Aligning Your Beliefs and Actions

This is where you, as an individual and consumer, can make a difference.

  • If you have no objection to factory farming and buy factory farmed animal products, your actions are aligned with your beliefs.
  • If you object to factory farm practices but continue to buy factory farmed animal products at your local grocery store, you’re supporting the industry and your actions are out of alignment with your beliefs.
  • If you object to factory farming and buy organic meats from local farmers, your actions are aligned with your beliefs.
  • If you object to the use of animals for food and you don’t buy or eat animal products, your actions are aligned with your beliefs.

What Else Can You Do?

Voting with your wallet or pocketbook is the best way to send a message to the factory farm industry that there is a market for ethically raised livestock.

Support small local farmers in your area, and visit their operations to see for yourself what conditions their animals are raised in.

Click here for a list of sustainable agriculture groups in your area.

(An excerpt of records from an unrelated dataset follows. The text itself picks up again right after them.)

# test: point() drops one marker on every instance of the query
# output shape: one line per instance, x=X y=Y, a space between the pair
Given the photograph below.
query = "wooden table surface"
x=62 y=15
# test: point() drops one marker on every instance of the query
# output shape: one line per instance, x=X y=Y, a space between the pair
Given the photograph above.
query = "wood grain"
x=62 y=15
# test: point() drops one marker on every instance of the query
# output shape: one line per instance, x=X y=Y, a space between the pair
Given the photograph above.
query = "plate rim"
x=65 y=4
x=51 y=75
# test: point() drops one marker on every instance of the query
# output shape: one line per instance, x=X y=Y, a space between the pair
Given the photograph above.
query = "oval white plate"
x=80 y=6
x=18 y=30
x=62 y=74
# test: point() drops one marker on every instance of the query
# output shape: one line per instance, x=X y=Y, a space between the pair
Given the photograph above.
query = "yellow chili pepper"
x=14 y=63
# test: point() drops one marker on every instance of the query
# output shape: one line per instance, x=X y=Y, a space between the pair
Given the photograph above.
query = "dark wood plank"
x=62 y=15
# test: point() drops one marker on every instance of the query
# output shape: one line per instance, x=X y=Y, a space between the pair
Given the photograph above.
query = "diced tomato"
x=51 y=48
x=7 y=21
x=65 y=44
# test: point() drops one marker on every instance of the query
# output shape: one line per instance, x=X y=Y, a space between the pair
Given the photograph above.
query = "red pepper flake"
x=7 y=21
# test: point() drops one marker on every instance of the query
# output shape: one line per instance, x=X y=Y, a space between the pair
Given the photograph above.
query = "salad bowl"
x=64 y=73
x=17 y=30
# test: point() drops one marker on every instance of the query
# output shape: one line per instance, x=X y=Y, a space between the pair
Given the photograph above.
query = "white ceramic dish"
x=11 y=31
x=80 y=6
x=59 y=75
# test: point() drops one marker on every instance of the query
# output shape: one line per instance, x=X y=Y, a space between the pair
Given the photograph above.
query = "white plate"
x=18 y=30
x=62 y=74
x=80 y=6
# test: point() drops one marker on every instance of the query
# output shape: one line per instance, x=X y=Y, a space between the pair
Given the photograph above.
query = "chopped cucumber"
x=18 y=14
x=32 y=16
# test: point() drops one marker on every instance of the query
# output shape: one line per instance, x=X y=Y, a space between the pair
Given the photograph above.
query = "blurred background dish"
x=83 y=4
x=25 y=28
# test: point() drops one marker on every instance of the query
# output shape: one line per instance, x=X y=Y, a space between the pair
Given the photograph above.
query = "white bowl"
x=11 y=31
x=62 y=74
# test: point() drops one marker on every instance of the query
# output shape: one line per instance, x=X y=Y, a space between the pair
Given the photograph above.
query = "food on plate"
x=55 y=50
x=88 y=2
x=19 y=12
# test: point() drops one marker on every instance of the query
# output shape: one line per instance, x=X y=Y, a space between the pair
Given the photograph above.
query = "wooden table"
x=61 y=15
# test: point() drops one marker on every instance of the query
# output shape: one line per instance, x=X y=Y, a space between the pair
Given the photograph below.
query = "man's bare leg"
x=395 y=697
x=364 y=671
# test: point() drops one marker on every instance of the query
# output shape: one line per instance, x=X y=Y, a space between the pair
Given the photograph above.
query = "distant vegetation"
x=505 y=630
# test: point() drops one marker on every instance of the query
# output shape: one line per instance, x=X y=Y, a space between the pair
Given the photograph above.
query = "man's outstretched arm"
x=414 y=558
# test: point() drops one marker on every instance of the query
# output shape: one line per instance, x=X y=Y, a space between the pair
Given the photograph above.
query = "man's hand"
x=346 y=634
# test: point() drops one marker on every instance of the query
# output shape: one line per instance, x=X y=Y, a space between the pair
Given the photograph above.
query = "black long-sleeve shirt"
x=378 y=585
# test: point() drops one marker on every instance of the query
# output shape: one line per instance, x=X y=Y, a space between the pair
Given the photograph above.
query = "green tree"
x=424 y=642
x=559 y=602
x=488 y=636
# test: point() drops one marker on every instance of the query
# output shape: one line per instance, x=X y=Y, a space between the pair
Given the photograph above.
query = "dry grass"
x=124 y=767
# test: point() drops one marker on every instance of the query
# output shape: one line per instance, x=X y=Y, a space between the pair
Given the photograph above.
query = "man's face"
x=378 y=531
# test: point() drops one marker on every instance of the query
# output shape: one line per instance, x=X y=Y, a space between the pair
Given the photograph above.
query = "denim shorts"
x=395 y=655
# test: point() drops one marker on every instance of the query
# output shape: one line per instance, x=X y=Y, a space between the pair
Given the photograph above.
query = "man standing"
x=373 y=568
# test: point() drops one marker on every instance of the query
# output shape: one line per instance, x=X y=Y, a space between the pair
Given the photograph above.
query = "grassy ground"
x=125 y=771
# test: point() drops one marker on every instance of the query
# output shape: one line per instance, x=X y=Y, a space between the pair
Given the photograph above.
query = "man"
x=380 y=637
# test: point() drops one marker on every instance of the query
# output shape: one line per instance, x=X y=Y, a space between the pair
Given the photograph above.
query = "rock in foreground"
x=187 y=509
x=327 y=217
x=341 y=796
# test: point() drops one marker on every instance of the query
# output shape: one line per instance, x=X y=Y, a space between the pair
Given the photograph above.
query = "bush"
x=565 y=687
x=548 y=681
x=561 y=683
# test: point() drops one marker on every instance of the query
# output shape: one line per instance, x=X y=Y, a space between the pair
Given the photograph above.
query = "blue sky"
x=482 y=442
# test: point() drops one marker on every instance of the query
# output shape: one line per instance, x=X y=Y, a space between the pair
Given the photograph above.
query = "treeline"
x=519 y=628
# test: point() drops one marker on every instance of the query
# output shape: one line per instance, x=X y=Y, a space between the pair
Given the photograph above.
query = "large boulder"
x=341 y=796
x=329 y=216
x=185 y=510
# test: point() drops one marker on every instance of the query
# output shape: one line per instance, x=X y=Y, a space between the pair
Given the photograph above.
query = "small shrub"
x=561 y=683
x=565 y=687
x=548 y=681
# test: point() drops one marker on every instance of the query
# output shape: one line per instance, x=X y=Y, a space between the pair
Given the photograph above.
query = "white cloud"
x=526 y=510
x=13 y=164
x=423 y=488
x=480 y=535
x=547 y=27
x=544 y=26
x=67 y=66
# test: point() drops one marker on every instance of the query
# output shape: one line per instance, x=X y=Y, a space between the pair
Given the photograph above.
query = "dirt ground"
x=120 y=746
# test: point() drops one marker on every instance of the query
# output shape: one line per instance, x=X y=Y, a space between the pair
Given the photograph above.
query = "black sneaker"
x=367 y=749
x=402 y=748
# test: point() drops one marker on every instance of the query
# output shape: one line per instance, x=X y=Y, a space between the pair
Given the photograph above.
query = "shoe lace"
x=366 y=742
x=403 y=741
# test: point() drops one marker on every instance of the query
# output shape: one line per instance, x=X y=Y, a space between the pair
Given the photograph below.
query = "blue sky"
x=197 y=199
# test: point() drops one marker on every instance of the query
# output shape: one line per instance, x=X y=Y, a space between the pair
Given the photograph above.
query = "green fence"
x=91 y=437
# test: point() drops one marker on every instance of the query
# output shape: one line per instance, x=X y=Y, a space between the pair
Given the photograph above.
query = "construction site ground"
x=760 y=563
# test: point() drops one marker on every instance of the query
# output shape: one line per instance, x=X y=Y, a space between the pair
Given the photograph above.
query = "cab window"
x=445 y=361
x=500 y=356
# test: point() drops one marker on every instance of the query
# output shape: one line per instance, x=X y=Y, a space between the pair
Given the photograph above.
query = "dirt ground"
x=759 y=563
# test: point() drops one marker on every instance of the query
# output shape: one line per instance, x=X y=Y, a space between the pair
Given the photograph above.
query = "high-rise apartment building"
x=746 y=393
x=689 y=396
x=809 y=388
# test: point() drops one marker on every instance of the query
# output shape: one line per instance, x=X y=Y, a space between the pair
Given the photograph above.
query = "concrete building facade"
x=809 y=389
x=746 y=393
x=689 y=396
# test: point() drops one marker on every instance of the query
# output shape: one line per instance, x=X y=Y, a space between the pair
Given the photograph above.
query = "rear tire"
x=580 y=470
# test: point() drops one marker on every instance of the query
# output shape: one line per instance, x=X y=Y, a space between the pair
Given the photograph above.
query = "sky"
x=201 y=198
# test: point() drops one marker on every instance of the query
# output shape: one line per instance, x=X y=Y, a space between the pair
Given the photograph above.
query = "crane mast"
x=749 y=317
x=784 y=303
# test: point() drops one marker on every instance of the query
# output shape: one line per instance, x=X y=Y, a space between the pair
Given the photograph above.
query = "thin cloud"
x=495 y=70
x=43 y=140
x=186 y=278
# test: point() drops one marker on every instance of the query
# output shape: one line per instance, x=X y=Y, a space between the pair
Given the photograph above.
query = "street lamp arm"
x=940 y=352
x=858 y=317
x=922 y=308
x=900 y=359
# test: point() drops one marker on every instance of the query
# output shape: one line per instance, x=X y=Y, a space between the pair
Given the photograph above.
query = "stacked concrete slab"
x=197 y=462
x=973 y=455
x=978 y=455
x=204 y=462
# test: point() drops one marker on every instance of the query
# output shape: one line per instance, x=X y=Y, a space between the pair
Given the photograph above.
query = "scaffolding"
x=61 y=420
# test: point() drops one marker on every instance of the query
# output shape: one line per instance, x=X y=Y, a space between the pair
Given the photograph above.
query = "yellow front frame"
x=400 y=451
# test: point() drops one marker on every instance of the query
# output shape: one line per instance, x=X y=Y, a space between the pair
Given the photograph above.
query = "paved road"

Many of these groups hold meetings at which you can meet local farmers.

If there are no local food sources in your area, another option is to purchase grass-fed, organic beef and other free-range organic meats at a health food store.

When ordinary citizens concerned with animal welfare align their actions with their beliefs and vote with their pocketbooks, the agricultural industry will eventually have no choice but to address issues important to consumers.